Authors: Christopher Biggins
But it turned out that in very many ways I was wrong. For throughout these otherwise joyous years, life was going to get in the way. It seemed that a new world of sadness was always waiting in the wings. There were dark clouds on the horizon and so many tears to be shed. So many lives were going to get colder in these sad, sad years. For so many of us, everything was about to change.
I
t’s hard to pinpoint when exactly it began. It’s hard to say when I first felt it and knew it. But somehow, sometime, it was clear that the shadow of death was being cast over some of the most wonderful people in my life. So many of the men and women I loved and admired and respected were to be taken from us all. Too many of them. And they were being taken far, far too soon.
One of the first was a great girlfriend of mine, Pam. She died at just 52, of cancer. She had been an actress, a voice teacher, a therapist and a dear, dear pal. She was so young. It was such a shock to lose her. So hard to be without her in the years ahead. And her loss was only the start.
For with Pam’s passing it felt as if the call was out for Neil and me to attend so many funerals. I have had the grim task of trying to add it up. And I found that in the next few
months and years more than 60 of my friends were to die.
More than 60
. It was frightening. Sobering. Terrible.
Of course I could explain some of it. I could put some of it down to my age – as I got older so too did many of my friends. So departures from the stage were inevitable. I could also put some of it down to my large circle of friends. When you know and love so many people it will again be inevitable that a certain number will leave you. But 60 people? In such fast succession, in really such a short period of time?
Anna Nicholas was one of the next to leave our stage. She too had been such a firm friend. She had been beautiful. She had everything. She had a wonderful husband, two beautiful children, grandchildren, friends, money, all the things we should need. We’d met so long ago. We’d played together in
Connecticut Yankee
in Regent’s Park Theatre. We’d connected and never lost our connection.
Her passing was somehow slow and sudden at the same time. As well as all the other times we’d meet up we had a tradition. We would always meet at New Year, at panto. Wherever I was, whatever role I was playing, Anna and her husband Graham would always come.
But that one year they didn’t come. I played that full season in Hull without seeing her. She told me the family had bought a new dog that couldn’t be left. I was furious. Because of course I hadn’t known that the dog wasn’t the reason. The dog was an excuse. Anna used it to cover up how fast her health was declining. She didn’t want people to know. And she wanted to try and shield us all for a little bit longer.
As I’d not seen her in Hull we arranged to meet for
lunch in London when
Jack and the Beanstalk’s
run was over. We booked a table at the glorious Delaunay restaurant on London’s Aldwych, where we planned to exchange presents.
Anna cancelled.
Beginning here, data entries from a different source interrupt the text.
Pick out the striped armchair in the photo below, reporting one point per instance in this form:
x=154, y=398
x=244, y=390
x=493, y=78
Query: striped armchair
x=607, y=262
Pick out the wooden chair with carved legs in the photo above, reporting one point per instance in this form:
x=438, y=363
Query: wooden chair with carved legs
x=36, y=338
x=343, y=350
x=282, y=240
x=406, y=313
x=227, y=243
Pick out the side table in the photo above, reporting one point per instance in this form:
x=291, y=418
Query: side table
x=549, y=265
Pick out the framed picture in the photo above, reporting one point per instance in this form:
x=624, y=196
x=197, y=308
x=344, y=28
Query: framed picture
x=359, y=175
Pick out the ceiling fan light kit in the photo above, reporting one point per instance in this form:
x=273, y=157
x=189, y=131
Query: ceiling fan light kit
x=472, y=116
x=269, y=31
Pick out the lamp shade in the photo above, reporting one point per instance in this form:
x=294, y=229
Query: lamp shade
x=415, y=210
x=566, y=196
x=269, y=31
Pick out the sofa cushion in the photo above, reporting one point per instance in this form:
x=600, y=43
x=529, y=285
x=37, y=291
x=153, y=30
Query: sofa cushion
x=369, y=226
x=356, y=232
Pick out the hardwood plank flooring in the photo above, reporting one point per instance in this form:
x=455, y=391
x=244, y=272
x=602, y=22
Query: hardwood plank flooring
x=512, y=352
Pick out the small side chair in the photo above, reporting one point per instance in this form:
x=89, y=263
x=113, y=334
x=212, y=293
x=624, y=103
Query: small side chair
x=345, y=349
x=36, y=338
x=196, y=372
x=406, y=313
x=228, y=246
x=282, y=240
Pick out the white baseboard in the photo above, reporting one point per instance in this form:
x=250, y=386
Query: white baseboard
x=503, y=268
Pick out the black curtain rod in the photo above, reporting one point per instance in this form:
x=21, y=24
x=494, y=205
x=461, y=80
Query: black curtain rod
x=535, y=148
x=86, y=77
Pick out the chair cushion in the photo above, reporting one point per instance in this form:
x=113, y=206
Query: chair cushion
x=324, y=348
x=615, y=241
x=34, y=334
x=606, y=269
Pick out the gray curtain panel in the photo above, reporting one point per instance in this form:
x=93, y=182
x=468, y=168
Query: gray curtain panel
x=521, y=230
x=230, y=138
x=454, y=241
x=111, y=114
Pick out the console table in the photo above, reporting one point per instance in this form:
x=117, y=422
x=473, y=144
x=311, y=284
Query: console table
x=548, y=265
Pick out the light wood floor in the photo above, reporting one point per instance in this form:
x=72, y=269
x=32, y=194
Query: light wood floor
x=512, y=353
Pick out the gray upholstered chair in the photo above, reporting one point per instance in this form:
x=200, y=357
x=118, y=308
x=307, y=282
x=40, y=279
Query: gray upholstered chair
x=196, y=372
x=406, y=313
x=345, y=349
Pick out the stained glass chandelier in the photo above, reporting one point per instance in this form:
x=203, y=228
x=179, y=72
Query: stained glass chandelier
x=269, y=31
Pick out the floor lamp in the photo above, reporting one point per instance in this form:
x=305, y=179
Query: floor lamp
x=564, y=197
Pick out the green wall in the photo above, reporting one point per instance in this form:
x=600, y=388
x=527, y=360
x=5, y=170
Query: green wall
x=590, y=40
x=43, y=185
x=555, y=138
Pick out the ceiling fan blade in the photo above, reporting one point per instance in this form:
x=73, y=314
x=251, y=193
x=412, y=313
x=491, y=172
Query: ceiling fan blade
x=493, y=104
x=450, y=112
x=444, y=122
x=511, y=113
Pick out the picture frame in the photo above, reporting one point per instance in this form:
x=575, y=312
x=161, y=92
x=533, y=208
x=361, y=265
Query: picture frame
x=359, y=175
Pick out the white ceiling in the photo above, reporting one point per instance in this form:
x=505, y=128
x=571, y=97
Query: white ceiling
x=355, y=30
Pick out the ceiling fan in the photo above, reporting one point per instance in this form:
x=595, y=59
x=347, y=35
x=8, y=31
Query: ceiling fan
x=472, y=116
She told her husband: ‘Biggins won’t like this.’ And then, so very soon afterwards, she died. That simple, funny phrase was one of the last things she said.
A few painful years have passed now. I have still got Anna’s husband and her children as my friends. But oh how I miss the lady herself.
And oh how I miss Lynda Bellingham. We had been friends for more than forty years. We had been so close. She had been so brave. It’s not for me to repeat the story of her terrible battle with colorectal cancer. Her marvellous book,
There’s Something I’ve Been Dying to Tell You
, does that better than I ever can. Her decision to walk away from some of treatment to spare her family the pain of seeing her suffer is one I can’t forget and can only admire. Her loss, so soon, was so awful.
I was proud to be part of her funeral, as well as of her subsequent memorial service in London. And I tried to bring something I knew Lynda would have wanted to both occasions – a bit of laughter.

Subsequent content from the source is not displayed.